Glad you like the photos. And it's a good question. Now for my long answer...
We talk a lot about "convergence" these days. Digital photography, for example, is the convergence of computers and cameras. But nearly every type of photography is the result of convergence -- typically man and machine working together to produce compelling pictures.
A great camera will not make you a great photographer. But a lousy camera will frustrate a good photographer -- and I believe will have a negative impact on the pictures he or she takes.

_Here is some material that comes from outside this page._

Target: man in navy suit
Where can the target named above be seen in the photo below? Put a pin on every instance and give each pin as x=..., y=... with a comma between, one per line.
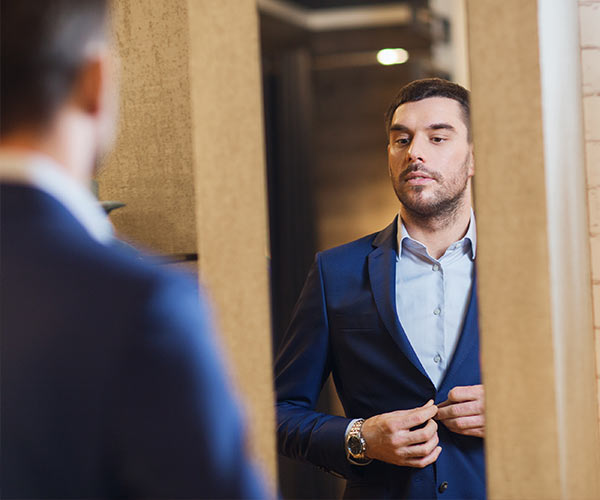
x=112, y=383
x=393, y=317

So what's important, IMHO, is that you find the right camera for you -- one that you can bond with, becomes an extension of your vision, and is a complement to your talent. Sometimes this takes a while, and you have to go through a few cameras to get there. (At least that's what I tell friends when I show up with a new one in hand!)
One of the reasons why I wrote this review of the EOS 10D is because I believe that SLRs are easier cameras to bond with than most of the digicams available today. But digital SLRs have been too expensive. The 10D is expensive too, $1,500 US. But for photographers who miss having that SLR "soul mate" they left behind in the analog world, the 10D may prove to be the "other half" that many shooters have been waiting for, including myself. Nothing against the rangefinders I have. There are a couple models I've really bonded with. But instead of being my only digicams, I can now use them in situations best suited for their design, such as travel and wide angle photography.
A photographer who likes his or her equipment tends to take better pictures, regardless of camera brand or price.
I like the EOS 10D and enjoy shooting with it. I look at my pictures closely on the computer and adjust them if I have to. It's the convergence of many factors that make a good photograph. Which camera you choose is part of that equation, but it's not the only factor.